Así que lectores y lectoras, siempre hay que demostrar con HECHOS y no con lagrimitas ni con insultos ni trolleos. El que quiera mandar criterios contrarios, siempre que estén debidamente evidenciados, bienvenido será. Caso contrario, se le invitará a escuchar mixeos de yaraví , moflecumbia y reguetón allá donde usted sabe.



LONG LIVE TO ROCK!!

Saturday, February 13, 2010

FELIZ SAN VALENTIN!!

Aquí les pongo como homenaje al día del motelazo y del buen polvazo como Odín manda, aparte de pasar con los panas de toda la vida.
Un video que en lo personal, contiene la canción de amor más sincera de todos los tiempos.
Disfruten.

Friday, January 22, 2010

Los cuatro microcuentos.

NOTA DE ACTUALIZACION: Estos cuentos eran para concursar para el concurso de microcuentos de la Ecovía, pero olvidé dejarlo a tiempo.
Menores a cien palabras, y que describan la realidad de Quito, eh? Muy bien, aquí les va:

1. Michelena:
Sobre la empinada calle, sonreía. Los mercaderes errantes habían recogido sus pertenencias hacía rato ya. Aún serpenteaban por el tenue aire los perfumes a quimbolito, a colada morada, a emborrajados, a tripa mishqui.
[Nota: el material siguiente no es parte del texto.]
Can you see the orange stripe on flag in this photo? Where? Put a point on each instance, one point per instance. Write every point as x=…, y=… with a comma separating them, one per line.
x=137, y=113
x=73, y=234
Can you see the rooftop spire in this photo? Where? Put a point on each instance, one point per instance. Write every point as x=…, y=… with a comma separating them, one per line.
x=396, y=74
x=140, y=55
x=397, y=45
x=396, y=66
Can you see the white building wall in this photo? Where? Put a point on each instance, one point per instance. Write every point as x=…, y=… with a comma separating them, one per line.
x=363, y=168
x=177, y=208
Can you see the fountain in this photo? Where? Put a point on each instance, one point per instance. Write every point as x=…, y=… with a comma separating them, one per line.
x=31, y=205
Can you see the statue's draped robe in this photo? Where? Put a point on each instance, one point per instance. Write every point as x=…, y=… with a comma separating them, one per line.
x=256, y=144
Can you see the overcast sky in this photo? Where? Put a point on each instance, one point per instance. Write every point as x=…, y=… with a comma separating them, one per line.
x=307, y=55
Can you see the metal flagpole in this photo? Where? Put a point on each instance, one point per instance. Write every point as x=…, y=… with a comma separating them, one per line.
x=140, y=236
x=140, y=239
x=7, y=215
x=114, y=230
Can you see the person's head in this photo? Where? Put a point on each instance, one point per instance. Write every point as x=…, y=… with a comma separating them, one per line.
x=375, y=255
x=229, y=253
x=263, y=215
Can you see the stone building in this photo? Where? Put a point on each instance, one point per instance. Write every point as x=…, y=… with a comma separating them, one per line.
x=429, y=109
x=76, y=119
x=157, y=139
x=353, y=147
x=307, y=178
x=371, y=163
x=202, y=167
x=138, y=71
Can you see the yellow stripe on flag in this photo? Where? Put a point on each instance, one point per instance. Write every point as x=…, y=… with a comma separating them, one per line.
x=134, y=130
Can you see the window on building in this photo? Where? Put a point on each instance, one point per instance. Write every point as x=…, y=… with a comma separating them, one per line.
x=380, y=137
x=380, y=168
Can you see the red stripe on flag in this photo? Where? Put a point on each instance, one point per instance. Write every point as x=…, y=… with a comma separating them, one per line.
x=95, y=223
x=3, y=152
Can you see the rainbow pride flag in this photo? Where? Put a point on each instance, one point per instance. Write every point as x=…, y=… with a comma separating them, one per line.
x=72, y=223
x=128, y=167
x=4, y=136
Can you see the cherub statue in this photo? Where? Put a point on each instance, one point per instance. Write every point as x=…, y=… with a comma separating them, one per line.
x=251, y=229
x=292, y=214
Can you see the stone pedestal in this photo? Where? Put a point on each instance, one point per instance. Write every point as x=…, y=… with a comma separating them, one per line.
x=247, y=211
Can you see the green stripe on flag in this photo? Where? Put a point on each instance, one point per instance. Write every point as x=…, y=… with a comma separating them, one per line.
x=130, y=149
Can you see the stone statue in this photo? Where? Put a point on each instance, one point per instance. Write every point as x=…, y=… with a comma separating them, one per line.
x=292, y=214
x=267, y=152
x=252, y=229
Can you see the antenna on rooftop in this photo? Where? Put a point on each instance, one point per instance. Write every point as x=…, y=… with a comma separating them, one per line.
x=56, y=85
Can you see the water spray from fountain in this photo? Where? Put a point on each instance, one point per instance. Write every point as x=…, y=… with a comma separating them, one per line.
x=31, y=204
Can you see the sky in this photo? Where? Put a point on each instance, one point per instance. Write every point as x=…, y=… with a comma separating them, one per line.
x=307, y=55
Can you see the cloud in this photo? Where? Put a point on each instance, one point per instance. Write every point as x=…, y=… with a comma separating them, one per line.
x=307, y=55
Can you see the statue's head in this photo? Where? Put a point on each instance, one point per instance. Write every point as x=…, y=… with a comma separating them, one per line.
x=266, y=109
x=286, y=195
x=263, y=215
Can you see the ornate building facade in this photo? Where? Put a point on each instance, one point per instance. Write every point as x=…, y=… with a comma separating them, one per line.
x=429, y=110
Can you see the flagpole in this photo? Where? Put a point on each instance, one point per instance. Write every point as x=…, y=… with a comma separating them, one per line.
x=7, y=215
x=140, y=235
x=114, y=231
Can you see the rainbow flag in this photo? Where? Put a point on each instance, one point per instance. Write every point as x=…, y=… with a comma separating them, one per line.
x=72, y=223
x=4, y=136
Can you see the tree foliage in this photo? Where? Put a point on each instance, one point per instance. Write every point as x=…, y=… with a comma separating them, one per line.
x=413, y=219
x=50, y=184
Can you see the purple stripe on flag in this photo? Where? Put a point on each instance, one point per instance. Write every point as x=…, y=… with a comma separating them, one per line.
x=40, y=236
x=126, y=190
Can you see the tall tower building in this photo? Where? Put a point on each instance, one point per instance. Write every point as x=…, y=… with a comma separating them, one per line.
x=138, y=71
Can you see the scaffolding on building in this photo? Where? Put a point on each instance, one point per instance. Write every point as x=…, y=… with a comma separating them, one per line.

A trompicones casuales fue cantando desafinados acordes hasta que decidió detenerse bajo la brillantez de uno de los faroles. Su cuerpo resbaló plácidamente por el poste, y entró en un cálido sueño arropado por las puntas, convirtiéndose en uno más de los muchos ebrios que dormitaban en la calle.

2. Toro:
Bajo un sol abrasador doña Josefina del la Santísima Trinidad vitoreaba al español en lentejuelas el momento en que su recto florete atravesaba a través de la paletilla el corazón, la aorta y la tráquea de un aguerrido toro de lidia, la mejor selección de la hacienda Santa Elena para el deleite de la distinguida audiencia de la Feria Jesús del Gran Poder. Los últimos resuellos del toro fueron sustituidos por un chorro de sangre que lo fue matando lentamente por asfixia hasta que, estremecido en su agonía, dobló sus patas y cayó pesadamente de costado. ¡Pues qué faena, hombre! La multitud aclamó al gallardo torero y una lluvia de rosas bajó hacia el matador. Este hizo una ceremoniosa genuflexión. Mientras el toro aún lanzaba débiles movimientos, desenfundó su daga, cercenó las dos orejas y el rabo y los mostró victorioso ante los aplausos de todos.
(El cuento original está en el post de abajo)

3. Lo gratuito:
Luisa resoplaba y gemía, resoplaba y gemía. A cinco metros de ella, una vieja obstetriz recriminaba con seca voz, "pues se aguanta ahora, carishina. Bien que gozó con entregar fundillo, pes". Catorce años y primer embarazo. Concebido en noche de borrachera, en noche de farra, noche de liberación. El trago soberano y bendito que adoba y hace aflojar. La madre chillando, como tantas otras púberes, abiertas de piernas, como reses en camal. Los padres, jugando indor, ajenos al sufrimiento que han provocado.

4. Diga que sí:
La mano pequeña y mugrienta, el rostro cruzado de tristezas y penurias, el cuerpecito envuelto en manchados harapos, sujetando a un gimoteante lactante y con los ojos repletos de desdicha. Las monedas caían, unas más, unas menos, de turistas gringos, de piadosas damas cristianas, de gente que deba más por deseo de alejar mendicidad y sueltos perdidos. Terminó la jornada, y fue a dejar la mayor parte de la limosna a la agazapada mujer que observaba a él y a otros quince muchachitos que cumpliera bien su trabajo. Abofeteó a más de uno por no cumplir la cuota diaria y los amenazó con tirarlos directo al Machángara.

Monday, January 18, 2010

Terpsicore



Había una vez, hace mucho, mucho tiempo, en una muy lejana comarca, un rey muy feliz, que observaba todos los días con singular beneplácito a sus leales y abnegados súbditos, ser devorados glotonamente por las voraces sombras que el feliz rey invocaba desde las negruras de su alma para mantener su menguante llama vital pulsante, y con cada noche que pasaba, él…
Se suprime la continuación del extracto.